THE EXCHANGE OFFER IS SUBJECT TO CERTAIN CONDITIONS. SEE "THE EXCHANGE
OFFER -- CONDITIONS OF THE EXCHANGE OFFER" IN THE PROSPECTUS.

     Enclosed herewith for your information and forwarding to your clients are
copies of the following documents:

          1. The Prospectus, dated          , 2003.


          2. A Letter of Transmittal to exchange the Existing 9% Notes for your
     use and for the information of your clients. Facsimile copies of the Letter
     of Transmittal may be used to exchange the Initial Notes.



          3. A form of letter which may be sent to your clients for whose
     accounts you hold the Existing 9% Notes registered in your name or in the
     name of your nominee, with space provided for obtaining such client's
     instructions with regard to the Exchange Offer.


          4. A Notice of Guaranteed Delivery.
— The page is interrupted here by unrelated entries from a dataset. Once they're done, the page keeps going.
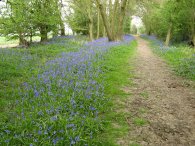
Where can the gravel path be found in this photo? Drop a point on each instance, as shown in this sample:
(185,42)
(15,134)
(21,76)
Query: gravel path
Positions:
(162,105)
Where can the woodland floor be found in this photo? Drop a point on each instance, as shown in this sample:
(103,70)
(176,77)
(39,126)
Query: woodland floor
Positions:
(162,105)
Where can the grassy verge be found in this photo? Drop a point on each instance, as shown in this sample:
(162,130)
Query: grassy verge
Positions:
(19,65)
(118,75)
(181,58)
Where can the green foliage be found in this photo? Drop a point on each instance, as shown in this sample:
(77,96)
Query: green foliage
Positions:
(179,14)
(180,57)
(117,75)
(23,19)
(18,65)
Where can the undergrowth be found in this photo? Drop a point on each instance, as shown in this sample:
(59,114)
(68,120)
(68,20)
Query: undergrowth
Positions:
(180,57)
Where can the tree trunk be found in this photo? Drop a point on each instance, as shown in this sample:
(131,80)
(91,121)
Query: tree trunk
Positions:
(168,35)
(31,35)
(121,19)
(104,32)
(21,39)
(193,40)
(114,26)
(105,21)
(43,32)
(193,28)
(98,25)
(62,29)
(91,30)
(90,17)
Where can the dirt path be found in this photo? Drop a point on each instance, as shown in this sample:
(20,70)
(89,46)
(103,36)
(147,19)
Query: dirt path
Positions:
(162,106)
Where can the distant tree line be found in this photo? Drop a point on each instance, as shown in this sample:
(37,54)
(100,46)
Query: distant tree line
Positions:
(24,19)
(172,20)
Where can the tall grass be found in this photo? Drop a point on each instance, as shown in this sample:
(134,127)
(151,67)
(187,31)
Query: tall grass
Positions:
(60,99)
(180,57)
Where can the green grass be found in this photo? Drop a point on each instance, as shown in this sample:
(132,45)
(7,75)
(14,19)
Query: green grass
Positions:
(118,74)
(4,41)
(180,57)
(19,65)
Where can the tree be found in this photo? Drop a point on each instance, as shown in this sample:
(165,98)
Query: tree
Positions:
(24,18)
(117,12)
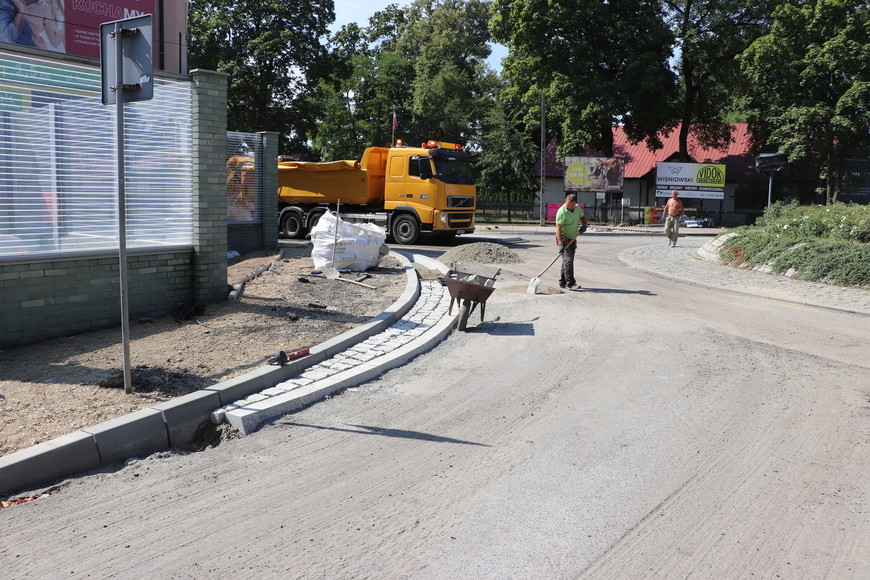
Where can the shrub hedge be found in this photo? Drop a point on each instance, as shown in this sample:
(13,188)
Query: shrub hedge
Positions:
(824,243)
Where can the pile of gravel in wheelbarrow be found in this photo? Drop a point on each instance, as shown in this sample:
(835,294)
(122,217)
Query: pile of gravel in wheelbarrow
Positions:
(480,253)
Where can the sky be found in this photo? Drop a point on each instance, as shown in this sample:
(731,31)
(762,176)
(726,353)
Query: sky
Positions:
(359,11)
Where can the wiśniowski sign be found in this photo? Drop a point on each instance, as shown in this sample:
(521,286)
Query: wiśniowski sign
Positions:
(697,180)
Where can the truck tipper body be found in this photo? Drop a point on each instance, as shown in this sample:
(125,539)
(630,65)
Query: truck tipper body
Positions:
(405,190)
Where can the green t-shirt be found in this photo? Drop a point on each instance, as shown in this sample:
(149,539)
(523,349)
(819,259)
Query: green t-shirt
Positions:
(570,221)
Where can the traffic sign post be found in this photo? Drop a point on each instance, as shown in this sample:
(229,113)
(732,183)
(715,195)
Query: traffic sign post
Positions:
(127,75)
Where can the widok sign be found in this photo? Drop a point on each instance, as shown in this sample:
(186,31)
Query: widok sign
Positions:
(698,180)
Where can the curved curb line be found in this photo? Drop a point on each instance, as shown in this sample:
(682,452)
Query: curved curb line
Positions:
(174,423)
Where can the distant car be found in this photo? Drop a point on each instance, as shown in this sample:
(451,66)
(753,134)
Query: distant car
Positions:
(696,222)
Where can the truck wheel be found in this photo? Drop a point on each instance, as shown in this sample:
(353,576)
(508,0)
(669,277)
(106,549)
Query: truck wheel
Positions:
(405,229)
(291,225)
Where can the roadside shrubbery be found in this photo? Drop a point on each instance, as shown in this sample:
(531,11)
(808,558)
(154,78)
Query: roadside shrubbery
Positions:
(824,243)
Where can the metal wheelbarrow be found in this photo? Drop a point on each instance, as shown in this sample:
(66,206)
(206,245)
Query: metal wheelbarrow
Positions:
(469,290)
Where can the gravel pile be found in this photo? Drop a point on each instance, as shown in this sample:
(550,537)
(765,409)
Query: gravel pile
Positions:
(481,253)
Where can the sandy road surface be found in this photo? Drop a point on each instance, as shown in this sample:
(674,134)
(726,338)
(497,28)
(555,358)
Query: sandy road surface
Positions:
(641,428)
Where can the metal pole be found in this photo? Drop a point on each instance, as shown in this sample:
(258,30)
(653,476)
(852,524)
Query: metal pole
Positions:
(769,187)
(543,154)
(122,206)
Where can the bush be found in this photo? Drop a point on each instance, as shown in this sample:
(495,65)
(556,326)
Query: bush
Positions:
(823,243)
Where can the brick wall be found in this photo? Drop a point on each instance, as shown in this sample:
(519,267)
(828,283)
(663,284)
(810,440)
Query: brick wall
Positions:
(49,298)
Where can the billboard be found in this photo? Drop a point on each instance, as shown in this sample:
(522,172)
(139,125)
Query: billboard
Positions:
(856,183)
(594,173)
(698,180)
(66,26)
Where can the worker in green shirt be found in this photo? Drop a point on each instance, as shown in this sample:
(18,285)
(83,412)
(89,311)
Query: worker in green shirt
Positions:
(570,222)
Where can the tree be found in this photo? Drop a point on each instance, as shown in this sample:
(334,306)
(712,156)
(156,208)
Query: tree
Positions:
(425,62)
(507,154)
(812,84)
(710,34)
(599,63)
(272,52)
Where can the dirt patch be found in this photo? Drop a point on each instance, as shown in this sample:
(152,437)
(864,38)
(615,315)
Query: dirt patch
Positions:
(480,253)
(55,387)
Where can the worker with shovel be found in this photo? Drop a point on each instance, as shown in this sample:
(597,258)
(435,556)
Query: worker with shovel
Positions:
(570,222)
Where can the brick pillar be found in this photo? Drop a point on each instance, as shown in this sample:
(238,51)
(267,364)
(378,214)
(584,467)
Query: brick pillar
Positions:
(209,186)
(269,173)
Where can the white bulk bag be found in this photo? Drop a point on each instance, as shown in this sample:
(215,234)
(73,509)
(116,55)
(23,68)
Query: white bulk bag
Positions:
(357,247)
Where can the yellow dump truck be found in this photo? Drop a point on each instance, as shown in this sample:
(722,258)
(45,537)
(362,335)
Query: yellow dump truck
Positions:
(405,190)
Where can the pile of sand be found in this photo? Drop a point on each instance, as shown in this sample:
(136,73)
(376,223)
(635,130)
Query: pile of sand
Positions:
(480,253)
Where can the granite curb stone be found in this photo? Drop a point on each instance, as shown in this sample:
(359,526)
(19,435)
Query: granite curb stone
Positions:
(174,423)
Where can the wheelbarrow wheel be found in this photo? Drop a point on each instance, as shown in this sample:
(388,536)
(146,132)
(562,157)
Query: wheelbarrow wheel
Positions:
(464,311)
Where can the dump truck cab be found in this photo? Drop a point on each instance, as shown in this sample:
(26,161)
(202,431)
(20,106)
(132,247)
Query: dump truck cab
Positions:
(405,190)
(434,185)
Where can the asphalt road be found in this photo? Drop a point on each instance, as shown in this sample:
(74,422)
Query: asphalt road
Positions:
(642,428)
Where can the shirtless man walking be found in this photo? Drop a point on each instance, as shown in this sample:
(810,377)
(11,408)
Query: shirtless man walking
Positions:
(673,213)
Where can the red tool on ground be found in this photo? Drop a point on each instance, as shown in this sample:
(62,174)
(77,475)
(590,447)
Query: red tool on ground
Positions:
(281,358)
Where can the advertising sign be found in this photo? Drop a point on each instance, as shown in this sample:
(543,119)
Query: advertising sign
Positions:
(67,26)
(856,186)
(697,180)
(594,173)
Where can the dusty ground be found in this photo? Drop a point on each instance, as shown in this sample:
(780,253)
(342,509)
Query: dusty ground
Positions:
(56,387)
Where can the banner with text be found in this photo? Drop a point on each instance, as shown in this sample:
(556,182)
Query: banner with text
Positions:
(697,180)
(67,26)
(594,173)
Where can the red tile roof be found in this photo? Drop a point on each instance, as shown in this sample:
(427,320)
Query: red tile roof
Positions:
(737,158)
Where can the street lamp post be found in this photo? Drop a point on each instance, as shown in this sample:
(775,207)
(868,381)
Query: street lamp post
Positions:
(770,163)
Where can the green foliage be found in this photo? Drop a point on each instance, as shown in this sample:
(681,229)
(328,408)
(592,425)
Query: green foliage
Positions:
(425,62)
(507,155)
(273,56)
(598,63)
(824,243)
(810,85)
(710,34)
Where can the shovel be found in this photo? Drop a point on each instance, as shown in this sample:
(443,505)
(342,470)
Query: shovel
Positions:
(536,281)
(330,271)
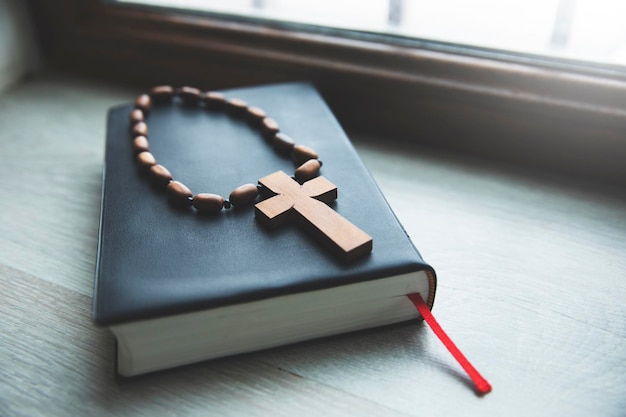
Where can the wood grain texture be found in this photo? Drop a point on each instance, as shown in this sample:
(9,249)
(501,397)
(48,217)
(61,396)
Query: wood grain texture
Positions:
(305,205)
(531,287)
(540,112)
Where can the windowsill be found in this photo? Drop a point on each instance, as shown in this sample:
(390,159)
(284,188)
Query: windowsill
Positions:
(547,119)
(529,268)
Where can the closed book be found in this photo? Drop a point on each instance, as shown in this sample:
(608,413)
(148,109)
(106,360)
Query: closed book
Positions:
(176,286)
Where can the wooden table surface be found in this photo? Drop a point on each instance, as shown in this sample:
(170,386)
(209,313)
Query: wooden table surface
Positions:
(532,287)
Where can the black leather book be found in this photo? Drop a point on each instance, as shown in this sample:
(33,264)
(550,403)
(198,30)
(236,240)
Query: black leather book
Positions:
(177,287)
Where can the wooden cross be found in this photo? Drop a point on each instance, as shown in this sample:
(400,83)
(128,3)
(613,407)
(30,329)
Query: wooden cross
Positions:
(306,204)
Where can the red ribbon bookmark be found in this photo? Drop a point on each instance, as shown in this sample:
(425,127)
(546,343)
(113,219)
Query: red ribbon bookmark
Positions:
(482,386)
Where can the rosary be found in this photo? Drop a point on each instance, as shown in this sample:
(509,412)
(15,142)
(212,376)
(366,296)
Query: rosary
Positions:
(302,199)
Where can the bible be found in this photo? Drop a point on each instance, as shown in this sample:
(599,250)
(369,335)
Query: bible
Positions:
(176,287)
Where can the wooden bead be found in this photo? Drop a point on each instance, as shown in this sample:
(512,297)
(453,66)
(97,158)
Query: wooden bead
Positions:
(208,203)
(283,143)
(140,129)
(255,115)
(236,107)
(189,95)
(215,100)
(160,175)
(243,195)
(162,93)
(140,144)
(146,160)
(310,169)
(136,116)
(302,153)
(179,193)
(269,127)
(143,103)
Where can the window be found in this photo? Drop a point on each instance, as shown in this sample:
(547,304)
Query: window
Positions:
(590,30)
(546,112)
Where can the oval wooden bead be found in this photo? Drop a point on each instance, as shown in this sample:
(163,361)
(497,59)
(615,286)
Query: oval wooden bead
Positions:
(283,143)
(146,160)
(207,203)
(189,95)
(302,153)
(179,193)
(140,129)
(143,103)
(162,93)
(215,100)
(269,127)
(160,175)
(136,116)
(255,115)
(236,107)
(243,195)
(140,144)
(310,169)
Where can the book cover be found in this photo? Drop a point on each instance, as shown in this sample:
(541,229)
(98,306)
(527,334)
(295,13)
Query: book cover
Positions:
(156,260)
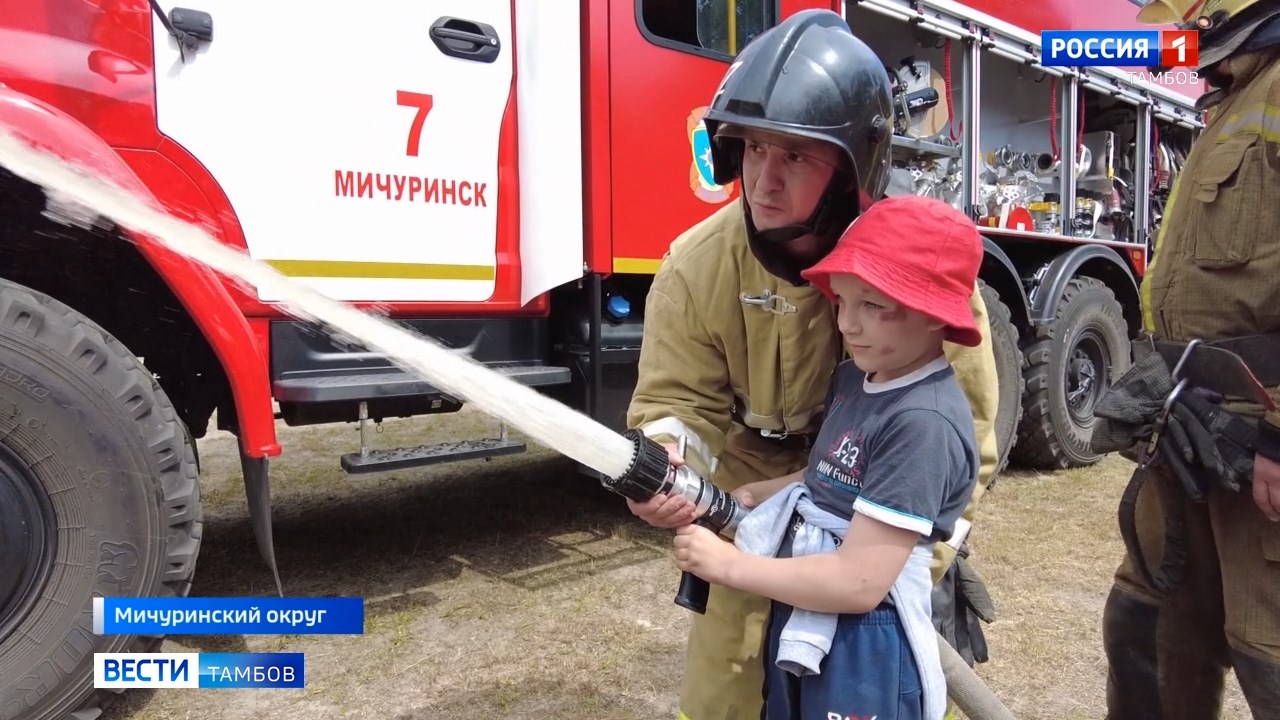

          5. Guidelines of the Internal Revenue Service for Certification of
     Taxpayer Identification Number on Substitute Form W-9.


     YOUR PROMPT ATTENTION IS REQUESTED. WE URGE YOU TO CONTACT YOUR CLIENTS AS
PROMPTLY AS POSSIBLE. PLEASE NOTE THE EXCHANGE OFFER WILL EXPIRE AT 5:00 P.M.,
NEW YORK CITY TIME, ON           , 2003, UNLESS EXTENDED. PLEASE FURNISH COPIES
OF THE ENCLOSED MATERIALS TO THOSE OF YOUR CLIENTS FOR WHOM YOU HOLD INITIAL
NOTES REGISTERED IN YOUR NAME OR YOUR NOMINEE AS QUICKLY AS POSSIBLE.


     In most cases, exchanges of the Existing 9% Notes accepted for exchange
pursuant to the Exchange Offer will be made only after timely receipt by the
Exchange Agent of (a) certificates representing such Existing 9% Notes, (b) the
Letter of Transmittal (or facsimile thereof) properly completed and duly
executed with any required signature guarantees, and (c) any other documents
required by the Letter of Transmittal.



     If holders of the Existing 9% Notes wish to tender, but it is impracticable
for them to forward their certificates for the Existing 9% Notes prior to the
expiration of the Exchange Offer or to comply with the book-entry transfer
procedures on a timely basis, a tender may be offered by following the
guaranteed delivery procedure described in the Prospectus under "The Exchange
Offer -- Procedures for Tendering Existing 9% Notes."



     The Exchange Offer is not being made to (nor will tenders be accepted from
or on behalf of) holders of Existing 9% Notes residing in any jurisdiction in
which the making of the Exchange Offer or the acceptance thereof would not be in
compliance with the laws of such jurisdiction.



     The Company will not pay any fees or commissions to brokers, dealers or
other persons for soliciting exchanges of the Existing 9% Notes pursuant to the
Exchange Offer. The Company will pay or cause to be paid any transfer taxes
payable on the transfer of the Existing 9% Notes to it, except as otherwise
provided in Instruction 13 of the Letter of Transmittal.


     Questions and requests for assistance with respect to the Exchange Offer or
for copies of the Prospectus and Letter of Transmittal may be directed to the
Exchange Agent at its address set forth in the Prospectus.

     NOTHING CONTAINED HEREIN OR IN THE ENCLOSED DOCUMENTS SHALL CONSTITUTE YOU
OR ANY OTHER PERSON TO BE DEEMED TO BE THE AGENT OF THE COMPANY, OR ANY
AFFILIATE THEREOF, OR AUTHORIZE YOU OR ANY OTHER PERSON TO GIVE ANY INFORMATION
OR MAKE ANY REPRESENTATION ON BEHALF OF ANY OF THEM WITH RESPECT TO THE EXCHANGE
OFFER OTHER THAN THE ENCLOSED DOCUMENTS AND THE STATEMENTS CONTAINED THEREIN.